Kono is advocating improved professional skill training programs to make switching jobs easier.

Kishida is calling for improved wages for child care facility staffers and certified workers at nursing homes for the elderly, and paying housing and educational support to households with young children.

Takaichi is pushing the introduction of a tax relief system for low-income households that combines tax cuts and cash handouts.

Noda is setting countermeasures against the low birthrate and aging of the population as the pillar of her economic growth policy, and proposing ambitious investments in children.

Takaichi, who is vowing to further develop Abe's Abenomics economic policy, is eager to spend money in other areas as well, such as "a total of about 100 trillion yen ($914.33 billion) over 10 years" on disaster countermeasures and other measures to strengthen the nation.

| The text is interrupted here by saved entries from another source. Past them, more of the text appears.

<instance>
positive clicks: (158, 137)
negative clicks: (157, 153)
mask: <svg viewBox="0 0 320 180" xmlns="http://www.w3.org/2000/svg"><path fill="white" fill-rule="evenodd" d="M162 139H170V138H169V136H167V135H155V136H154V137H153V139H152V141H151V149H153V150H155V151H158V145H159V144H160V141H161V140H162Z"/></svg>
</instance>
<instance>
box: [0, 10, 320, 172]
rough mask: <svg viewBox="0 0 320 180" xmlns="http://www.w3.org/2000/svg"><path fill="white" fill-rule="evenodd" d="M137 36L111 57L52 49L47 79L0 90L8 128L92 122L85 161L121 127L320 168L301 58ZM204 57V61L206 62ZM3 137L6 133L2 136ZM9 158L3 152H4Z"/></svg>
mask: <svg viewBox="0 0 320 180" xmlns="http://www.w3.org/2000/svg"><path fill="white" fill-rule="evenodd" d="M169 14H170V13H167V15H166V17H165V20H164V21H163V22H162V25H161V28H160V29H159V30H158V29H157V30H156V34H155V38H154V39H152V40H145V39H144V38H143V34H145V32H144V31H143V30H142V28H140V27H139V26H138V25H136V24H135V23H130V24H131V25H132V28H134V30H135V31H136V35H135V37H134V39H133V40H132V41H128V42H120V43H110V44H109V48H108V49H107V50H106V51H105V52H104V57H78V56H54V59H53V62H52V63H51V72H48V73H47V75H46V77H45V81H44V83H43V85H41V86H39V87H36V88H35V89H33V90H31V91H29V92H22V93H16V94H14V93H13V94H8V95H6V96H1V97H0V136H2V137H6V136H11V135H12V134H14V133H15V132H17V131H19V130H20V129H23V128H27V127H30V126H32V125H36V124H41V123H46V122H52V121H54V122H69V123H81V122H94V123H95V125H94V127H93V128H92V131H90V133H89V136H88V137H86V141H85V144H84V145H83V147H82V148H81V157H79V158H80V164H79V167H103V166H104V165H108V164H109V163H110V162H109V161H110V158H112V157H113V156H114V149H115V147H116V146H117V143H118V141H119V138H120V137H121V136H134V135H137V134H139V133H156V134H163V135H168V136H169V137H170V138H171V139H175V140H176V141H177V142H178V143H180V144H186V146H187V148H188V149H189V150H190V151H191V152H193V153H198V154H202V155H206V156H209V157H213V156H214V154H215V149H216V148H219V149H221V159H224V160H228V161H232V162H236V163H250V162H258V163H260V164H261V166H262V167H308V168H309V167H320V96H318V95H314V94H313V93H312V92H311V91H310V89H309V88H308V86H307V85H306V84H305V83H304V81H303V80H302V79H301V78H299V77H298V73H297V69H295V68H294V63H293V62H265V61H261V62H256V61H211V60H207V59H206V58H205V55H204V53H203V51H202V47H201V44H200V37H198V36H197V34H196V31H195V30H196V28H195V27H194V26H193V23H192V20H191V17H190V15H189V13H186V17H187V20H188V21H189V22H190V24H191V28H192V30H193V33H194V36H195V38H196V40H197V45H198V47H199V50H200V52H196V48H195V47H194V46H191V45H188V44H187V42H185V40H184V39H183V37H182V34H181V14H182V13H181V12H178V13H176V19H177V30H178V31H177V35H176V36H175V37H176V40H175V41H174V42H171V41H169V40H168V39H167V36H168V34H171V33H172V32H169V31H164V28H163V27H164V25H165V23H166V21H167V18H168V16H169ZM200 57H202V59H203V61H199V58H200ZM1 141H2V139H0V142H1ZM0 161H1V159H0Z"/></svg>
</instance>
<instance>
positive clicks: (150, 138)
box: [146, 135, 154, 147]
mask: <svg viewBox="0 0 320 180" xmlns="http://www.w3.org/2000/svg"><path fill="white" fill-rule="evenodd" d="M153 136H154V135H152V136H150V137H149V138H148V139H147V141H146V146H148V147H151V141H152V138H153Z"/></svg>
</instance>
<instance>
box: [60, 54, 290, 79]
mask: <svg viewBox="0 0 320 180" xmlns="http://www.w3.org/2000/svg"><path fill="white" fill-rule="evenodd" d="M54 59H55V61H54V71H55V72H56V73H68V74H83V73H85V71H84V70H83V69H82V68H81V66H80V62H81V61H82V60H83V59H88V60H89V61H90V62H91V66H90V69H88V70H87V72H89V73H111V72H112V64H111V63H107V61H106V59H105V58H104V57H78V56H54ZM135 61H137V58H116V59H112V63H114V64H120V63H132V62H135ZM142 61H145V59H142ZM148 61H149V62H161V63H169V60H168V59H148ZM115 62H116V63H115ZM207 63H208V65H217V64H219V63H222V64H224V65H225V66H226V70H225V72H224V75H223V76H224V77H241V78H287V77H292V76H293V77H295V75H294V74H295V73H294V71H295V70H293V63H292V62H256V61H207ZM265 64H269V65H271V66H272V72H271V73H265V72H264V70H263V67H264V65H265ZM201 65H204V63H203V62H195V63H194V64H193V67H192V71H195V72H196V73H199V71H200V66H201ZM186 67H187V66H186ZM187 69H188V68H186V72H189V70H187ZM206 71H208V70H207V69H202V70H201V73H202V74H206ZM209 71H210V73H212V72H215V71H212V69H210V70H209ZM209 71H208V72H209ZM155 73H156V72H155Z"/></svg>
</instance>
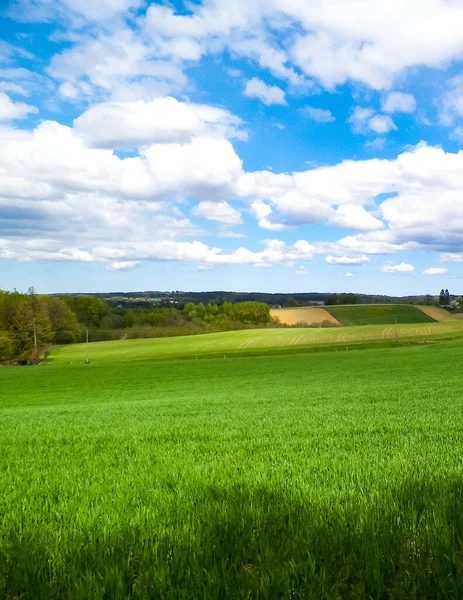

She needs to explain herself thoroughly, as it was only in December last year that the government raised its proposed project cost from "7 trillion yen over three years" to "15 trillion yen over five years."

The problem with all the four candidates is that none has really talked about how they intend to secure the funding necessary to implement their policies.

Where the costs of pandemic response are concerned, relying on debts for the time being cannot be helped.

But with any policy that will obviously continue after the pandemic is over, it is crucial that the discussion include the funding source.

Amid the pandemic, moves are growing conspicuous in the United States and some European nations to raise taxes to balance the budget. For Japan, whose financial state is considered the worst in the developed world, letting its public debt snowball is irresponsible in the extreme for the next generation.

Using the national budget is so easy, anyone can do it. But the true worth of a politician lies in their ability to discuss policies that demand painful sacrifices from the public.

And that is the responsibility none of the four candidates should be allowed to escape.